Flock
- Editor: April Gray Wilder
- Categories: Literature, Art
- Frequency: Biannual
- Founded: 2002
- Country: United States
- Based in: Jacksonville, Florida
- Website: Official Website

= Flock (literary journal) =

American literary magazine

Flock, founded in 2002, is a biannual literary journal based in Jacksonville, Florida.

==History and mission==
Flock (formerly Fiction Fix) was founded by University of North Florida students and author, musician, artist, and UNF faculty member Mark Ari in 2002. Its original Editor-in-Chief was Sarah Cotchaleovich, followed by Melissa Milburn, Thelma Young, and current editor-in-chief April Gray Wilder. The journal publishes "accessibly experimental" and "soulful" literature in both traditional and experimental forms. Since its inception the journal has been a part of a growing literary community in North East Florida and has attracted authors from across the United States and world.
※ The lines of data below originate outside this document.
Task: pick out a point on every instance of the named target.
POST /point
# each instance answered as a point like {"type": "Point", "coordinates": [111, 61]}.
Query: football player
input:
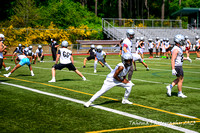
{"type": "Point", "coordinates": [91, 57]}
{"type": "Point", "coordinates": [176, 64]}
{"type": "Point", "coordinates": [100, 56]}
{"type": "Point", "coordinates": [127, 48]}
{"type": "Point", "coordinates": [117, 77]}
{"type": "Point", "coordinates": [20, 60]}
{"type": "Point", "coordinates": [66, 60]}
{"type": "Point", "coordinates": [188, 45]}
{"type": "Point", "coordinates": [39, 54]}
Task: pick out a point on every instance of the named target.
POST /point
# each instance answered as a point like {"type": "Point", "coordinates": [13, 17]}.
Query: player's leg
{"type": "Point", "coordinates": [106, 86]}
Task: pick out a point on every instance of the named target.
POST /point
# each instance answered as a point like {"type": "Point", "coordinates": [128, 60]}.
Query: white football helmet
{"type": "Point", "coordinates": [39, 46]}
{"type": "Point", "coordinates": [130, 33]}
{"type": "Point", "coordinates": [126, 57]}
{"type": "Point", "coordinates": [30, 47]}
{"type": "Point", "coordinates": [180, 39]}
{"type": "Point", "coordinates": [64, 44]}
{"type": "Point", "coordinates": [92, 46]}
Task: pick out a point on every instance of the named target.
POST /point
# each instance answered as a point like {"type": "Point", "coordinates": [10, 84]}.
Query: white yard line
{"type": "Point", "coordinates": [105, 109]}
{"type": "Point", "coordinates": [106, 75]}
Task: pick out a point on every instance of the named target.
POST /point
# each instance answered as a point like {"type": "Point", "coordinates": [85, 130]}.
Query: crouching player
{"type": "Point", "coordinates": [39, 54]}
{"type": "Point", "coordinates": [117, 77]}
{"type": "Point", "coordinates": [66, 60]}
{"type": "Point", "coordinates": [23, 60]}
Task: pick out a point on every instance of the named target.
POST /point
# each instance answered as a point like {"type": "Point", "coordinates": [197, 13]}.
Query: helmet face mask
{"type": "Point", "coordinates": [64, 44]}
{"type": "Point", "coordinates": [130, 33]}
{"type": "Point", "coordinates": [179, 39]}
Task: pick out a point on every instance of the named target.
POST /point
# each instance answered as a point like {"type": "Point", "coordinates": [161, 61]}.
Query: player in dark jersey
{"type": "Point", "coordinates": [91, 57]}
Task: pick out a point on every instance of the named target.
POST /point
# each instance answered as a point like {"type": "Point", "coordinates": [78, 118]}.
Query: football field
{"type": "Point", "coordinates": [31, 104]}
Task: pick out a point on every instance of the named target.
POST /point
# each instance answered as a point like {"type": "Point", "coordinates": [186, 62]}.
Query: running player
{"type": "Point", "coordinates": [91, 57]}
{"type": "Point", "coordinates": [197, 47]}
{"type": "Point", "coordinates": [66, 60]}
{"type": "Point", "coordinates": [157, 42]}
{"type": "Point", "coordinates": [100, 56]}
{"type": "Point", "coordinates": [188, 45]}
{"type": "Point", "coordinates": [176, 64]}
{"type": "Point", "coordinates": [39, 54]}
{"type": "Point", "coordinates": [151, 45]}
{"type": "Point", "coordinates": [23, 59]}
{"type": "Point", "coordinates": [116, 77]}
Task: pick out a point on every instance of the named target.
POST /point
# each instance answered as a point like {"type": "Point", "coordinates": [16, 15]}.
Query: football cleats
{"type": "Point", "coordinates": [127, 59]}
{"type": "Point", "coordinates": [99, 48]}
{"type": "Point", "coordinates": [64, 44]}
{"type": "Point", "coordinates": [180, 39]}
{"type": "Point", "coordinates": [130, 33]}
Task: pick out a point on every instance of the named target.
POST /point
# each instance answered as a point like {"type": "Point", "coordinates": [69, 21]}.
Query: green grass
{"type": "Point", "coordinates": [26, 111]}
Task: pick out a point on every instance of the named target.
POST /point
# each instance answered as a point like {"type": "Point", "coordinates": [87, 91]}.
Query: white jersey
{"type": "Point", "coordinates": [100, 55]}
{"type": "Point", "coordinates": [128, 44]}
{"type": "Point", "coordinates": [197, 43]}
{"type": "Point", "coordinates": [38, 51]}
{"type": "Point", "coordinates": [157, 43]}
{"type": "Point", "coordinates": [65, 55]}
{"type": "Point", "coordinates": [187, 43]}
{"type": "Point", "coordinates": [137, 57]}
{"type": "Point", "coordinates": [20, 57]}
{"type": "Point", "coordinates": [150, 45]}
{"type": "Point", "coordinates": [179, 58]}
{"type": "Point", "coordinates": [121, 74]}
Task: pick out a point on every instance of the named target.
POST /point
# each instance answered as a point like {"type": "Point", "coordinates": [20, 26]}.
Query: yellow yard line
{"type": "Point", "coordinates": [160, 110]}
{"type": "Point", "coordinates": [131, 128]}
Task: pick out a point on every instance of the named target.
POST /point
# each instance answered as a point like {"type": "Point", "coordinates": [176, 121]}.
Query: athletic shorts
{"type": "Point", "coordinates": [187, 49]}
{"type": "Point", "coordinates": [91, 57]}
{"type": "Point", "coordinates": [150, 50]}
{"type": "Point", "coordinates": [179, 70]}
{"type": "Point", "coordinates": [60, 66]}
{"type": "Point", "coordinates": [196, 49]}
{"type": "Point", "coordinates": [1, 63]}
{"type": "Point", "coordinates": [25, 61]}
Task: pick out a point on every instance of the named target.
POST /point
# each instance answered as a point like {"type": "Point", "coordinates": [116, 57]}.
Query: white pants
{"type": "Point", "coordinates": [110, 84]}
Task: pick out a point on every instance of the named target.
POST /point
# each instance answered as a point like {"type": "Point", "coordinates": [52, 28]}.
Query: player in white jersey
{"type": "Point", "coordinates": [137, 57]}
{"type": "Point", "coordinates": [151, 45]}
{"type": "Point", "coordinates": [176, 64]}
{"type": "Point", "coordinates": [66, 60]}
{"type": "Point", "coordinates": [188, 45]}
{"type": "Point", "coordinates": [167, 47]}
{"type": "Point", "coordinates": [127, 48]}
{"type": "Point", "coordinates": [21, 60]}
{"type": "Point", "coordinates": [157, 42]}
{"type": "Point", "coordinates": [197, 47]}
{"type": "Point", "coordinates": [117, 77]}
{"type": "Point", "coordinates": [39, 54]}
{"type": "Point", "coordinates": [100, 56]}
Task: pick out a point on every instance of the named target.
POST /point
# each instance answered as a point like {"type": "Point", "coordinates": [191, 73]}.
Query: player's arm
{"type": "Point", "coordinates": [174, 55]}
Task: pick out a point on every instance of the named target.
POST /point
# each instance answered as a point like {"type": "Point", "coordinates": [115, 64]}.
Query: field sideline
{"type": "Point", "coordinates": [25, 111]}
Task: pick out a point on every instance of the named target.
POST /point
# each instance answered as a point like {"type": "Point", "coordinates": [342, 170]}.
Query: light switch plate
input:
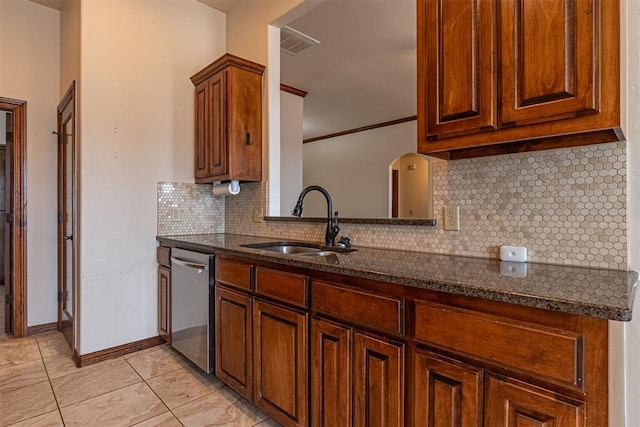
{"type": "Point", "coordinates": [452, 218]}
{"type": "Point", "coordinates": [513, 253]}
{"type": "Point", "coordinates": [258, 215]}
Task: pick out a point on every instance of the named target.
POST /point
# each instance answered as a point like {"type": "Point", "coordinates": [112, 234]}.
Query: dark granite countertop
{"type": "Point", "coordinates": [591, 292]}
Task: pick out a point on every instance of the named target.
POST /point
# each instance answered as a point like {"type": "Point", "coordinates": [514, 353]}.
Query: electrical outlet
{"type": "Point", "coordinates": [175, 214]}
{"type": "Point", "coordinates": [452, 218]}
{"type": "Point", "coordinates": [258, 215]}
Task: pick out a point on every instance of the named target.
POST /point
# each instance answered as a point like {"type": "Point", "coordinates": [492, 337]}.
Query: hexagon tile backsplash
{"type": "Point", "coordinates": [567, 206]}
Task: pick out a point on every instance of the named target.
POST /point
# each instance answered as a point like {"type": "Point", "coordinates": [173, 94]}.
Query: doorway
{"type": "Point", "coordinates": [67, 216]}
{"type": "Point", "coordinates": [13, 218]}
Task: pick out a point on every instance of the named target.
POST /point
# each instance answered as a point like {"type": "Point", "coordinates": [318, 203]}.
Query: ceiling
{"type": "Point", "coordinates": [363, 72]}
{"type": "Point", "coordinates": [222, 5]}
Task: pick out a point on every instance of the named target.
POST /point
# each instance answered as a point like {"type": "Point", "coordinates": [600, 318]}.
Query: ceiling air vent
{"type": "Point", "coordinates": [293, 42]}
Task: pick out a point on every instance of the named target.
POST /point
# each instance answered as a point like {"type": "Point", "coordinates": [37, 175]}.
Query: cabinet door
{"type": "Point", "coordinates": [164, 303]}
{"type": "Point", "coordinates": [280, 363]}
{"type": "Point", "coordinates": [456, 66]}
{"type": "Point", "coordinates": [378, 382]}
{"type": "Point", "coordinates": [202, 130]}
{"type": "Point", "coordinates": [446, 392]}
{"type": "Point", "coordinates": [330, 374]}
{"type": "Point", "coordinates": [233, 340]}
{"type": "Point", "coordinates": [548, 60]}
{"type": "Point", "coordinates": [513, 404]}
{"type": "Point", "coordinates": [217, 156]}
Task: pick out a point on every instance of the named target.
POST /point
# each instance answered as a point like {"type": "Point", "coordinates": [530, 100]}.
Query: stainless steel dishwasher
{"type": "Point", "coordinates": [191, 323]}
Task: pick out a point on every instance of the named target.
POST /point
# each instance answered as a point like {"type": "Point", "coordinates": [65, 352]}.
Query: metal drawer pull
{"type": "Point", "coordinates": [200, 267]}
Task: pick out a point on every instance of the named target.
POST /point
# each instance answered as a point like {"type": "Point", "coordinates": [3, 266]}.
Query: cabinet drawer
{"type": "Point", "coordinates": [236, 274]}
{"type": "Point", "coordinates": [379, 312]}
{"type": "Point", "coordinates": [163, 254]}
{"type": "Point", "coordinates": [553, 354]}
{"type": "Point", "coordinates": [286, 287]}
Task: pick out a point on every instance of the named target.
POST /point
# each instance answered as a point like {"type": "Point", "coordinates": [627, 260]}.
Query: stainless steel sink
{"type": "Point", "coordinates": [299, 248]}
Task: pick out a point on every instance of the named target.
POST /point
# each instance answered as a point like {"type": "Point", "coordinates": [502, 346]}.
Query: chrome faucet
{"type": "Point", "coordinates": [332, 218]}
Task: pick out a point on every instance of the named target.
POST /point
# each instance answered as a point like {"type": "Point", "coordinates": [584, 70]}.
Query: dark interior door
{"type": "Point", "coordinates": [66, 214]}
{"type": "Point", "coordinates": [5, 231]}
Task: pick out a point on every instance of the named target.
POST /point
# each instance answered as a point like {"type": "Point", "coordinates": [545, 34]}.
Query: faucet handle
{"type": "Point", "coordinates": [345, 242]}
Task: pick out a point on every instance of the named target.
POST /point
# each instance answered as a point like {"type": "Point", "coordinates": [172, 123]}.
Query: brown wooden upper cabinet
{"type": "Point", "coordinates": [509, 76]}
{"type": "Point", "coordinates": [228, 121]}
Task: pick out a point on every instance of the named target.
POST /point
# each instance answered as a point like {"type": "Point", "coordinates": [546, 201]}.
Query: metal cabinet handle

Between 2009 and 2013 the journal moved entirely online and began showcasing contemporary art. Under the name Fiction Fix, the journal published seventeen fiction issues, one issue of nonfiction, two poetry issues, and two winners of its novella award: "The Sleeping Wall" by Jane Downs and "Homesick Redux" by Daniel Coshnear. In 2016 the journal became Flock with an expanded mission to publish fully multi-genre issues twice a year.

==Awards==
The journal periodically opens for submissions to its Novella Award, offering publication to the winning submission.